Roadmaps in Planally define the requirements of your workflow and what is automated when your team utilizes your workflow. They organize phases and activities so that every project follows a structured process. A roadmap ensures consistency and automation when new projects are created.
A roadmap represents the sequence of phases and activities that make up your workflow. When you create a project, you select a roadmap to apply its structure automatically.
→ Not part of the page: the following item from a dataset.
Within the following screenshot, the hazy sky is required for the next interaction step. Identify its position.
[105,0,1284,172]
This ensures that:
- All projects follow a standardized process.
- Governance rules and activities are automated.
- Teams have clarity on what needs to be done at each phase.
To access the Roadmaps page:
- Navigate to Workflow > Configuration > Projects > Roadmaps.
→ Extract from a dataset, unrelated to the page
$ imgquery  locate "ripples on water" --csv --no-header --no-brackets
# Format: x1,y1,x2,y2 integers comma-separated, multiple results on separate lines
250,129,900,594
- Create Roadmaps: Define lifecycle phases for your workflow.
- Add Activities: Assign tasks and deliverables to phases.
- Update Activities: Adjust priority, permissions, and relationships.
- Publish Roadmaps: Make the roadmap active for new projects.
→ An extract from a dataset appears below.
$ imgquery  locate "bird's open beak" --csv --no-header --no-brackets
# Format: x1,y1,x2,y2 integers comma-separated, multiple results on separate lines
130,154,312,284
- Manage Applicability: Set activities as Mandatory, Prerequisite, or Applicable.
- Visualize Dependencies: Use Diagram View for complex workflows.
- Navigate to Workflow > Configuration > Projects > Roadmaps.
- Click Add Roadmap.
- Enter:
- Mark Assignable if you want this roadmap available for new projects.
- Click Save.
Once your roadmap is created, you can add activities to each phase. Activities define the tasks required at different stages of the project.
You can add activities using:
- Table View: Displays activities in a structured list.
- Diagram View: Visualizes activities and their relationships.
- Open the roadmap and select Table View or Diagram View.
- Click Add Activity.
- Choose:
- Template (Form Builder template, Gate, or Generic activity)
- Phase (e.g., Initiation, Planning, Execution, Closing)
- Applicability:
- Mandatory – Must be completed.
- Prerequisite – Required before other activities.
- Applicable – Optional but relevant.
- Click Save.
You can update activities anytime to reflect changes in your process.
- Priority – Adjust importance (this determines the order in which activities appear).
- Permissions:
- Assign roles for the activity.
- Define endorsement and approval policies for each status (Not Planned, Planned, In Progress).
- Related Work:
- Link activities using relationships:
- Related: Creates a general link between two activities for reference or context.
- Start-to-Start (SS): The linked activity cannot start until the current activity starts.
- Finish-to-Start (FS): The linked activity cannot start until the current activity is finished.
- Start-to-Finish (SF): The linked activity cannot finish until the current activity starts.
- Finish-to-Finish (FF): The linked activity cannot finish until the current activity finishes.
- View links in Table or Diagram view for better visualization.
When you are done configuring your roadmap, you need to publish it so it becomes active for the workflow.
- Open the roadmap.
- Click Publish.
- Confirm the action.
- The roadmap is now available for use in the workflow.
- Users can select this roadmap when creating new projects.
- All existing projects using the workflow can be updated to the latest roadmap version.
- In each project, a notification will appear indicating that the project can update to the latest roadmap changes.
- When updating, changes will apply from the current phase onwards (previous phases remain unchanged).
Deleting an activity removes it from your workflow. Existing projects using the Roadmap will not be remained, but your Roadmap will not be able to be recovered. An alternative to deleting a roadmap would be to make the unavaiable to users by making in un-assignable.
- Open the roadmap.
- Click Settings
- Click Delete Roadmap.
- Type DELETE in the confirmation box
- Click Delete Roadmap.
- Publish the roadmap only after all activities and phases are finalized.
- Communicate updates to project teams before applying changes.
- Use Diagram View for complex roadmaps to visualize dependencies.
- Define endorsement and approval policies early for governance.